This edition of Ethanomics is about one of my favorite topics: economic systems. Economic systems are highly stigmatized, especially in America. These stigmas lead to biases and opinions used as a basis for policy rather than theory and historical evidence. Before I get too far into why American politics are creeping towards socialist policy, it is crucial to understand what socialism, communism, and capitalism are, the connotations behind each, and modern policy examples of each.
For starters, capitalism in its purest form is extreme freedom, manipulation, and insufficient economic regulation. There aren’t many places on Earth that can boast a purely capitalist society. A capitalist society leaves economic activity and prices up to the free market (from brussel sprouts to heart surgery). Socialist economies rely on the same free-market but implement more equitable economic controls to prices, for example, setting a price ceiling on heart surgery regardless of how high demand may be relative to supply. Communist societies go a step further from capitalism by abolishing price and private property in favor of community/national ownership of all goods and services.

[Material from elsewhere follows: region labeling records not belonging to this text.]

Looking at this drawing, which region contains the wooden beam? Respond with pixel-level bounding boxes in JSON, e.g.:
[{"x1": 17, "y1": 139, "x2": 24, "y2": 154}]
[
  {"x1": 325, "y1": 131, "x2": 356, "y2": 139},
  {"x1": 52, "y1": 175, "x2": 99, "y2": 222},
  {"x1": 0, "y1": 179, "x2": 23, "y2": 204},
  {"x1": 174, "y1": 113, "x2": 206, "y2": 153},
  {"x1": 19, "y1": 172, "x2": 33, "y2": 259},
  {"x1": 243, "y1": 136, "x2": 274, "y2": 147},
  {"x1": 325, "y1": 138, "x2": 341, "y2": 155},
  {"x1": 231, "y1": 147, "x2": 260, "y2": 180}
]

A better example to illustrate the differences between economic systems is the world of sports. In this case, we have an all-powerful Brooklyn Nets team with three top-10 players in the NBA, while teams like the Chicago Bulls, for example, don’t have the same fortune. In this example, points represent money and skilled athletes represent an individual’s ability to earn money (e.g. generational wealth, better education, race, etc…). A capitalist basketball game would give the Nets 25 points before the game starts because they won their last game by 25 (with such a lead compounding throughout the season). A socialist basketball game would have both teams start at 0 but maintain the talent gap. And a communist game would have no score because at the end of each game the teams share the points scored (effectively ending in a tie).
With such rules, the problems of capitalism and communism begin to show. In a capitalist NBA, the Nets would win every game of the season because of their high scoring and compounding lead. Such a league gives their opponents no chance to win any given game because, even if they outscore the Nets in-game, the Nets scored more points to that point in the season, so they win. Likewise, a communist NBA would disincentivize playing because the teams end the game in a tie regardless of how wide the in-game scoring margin is.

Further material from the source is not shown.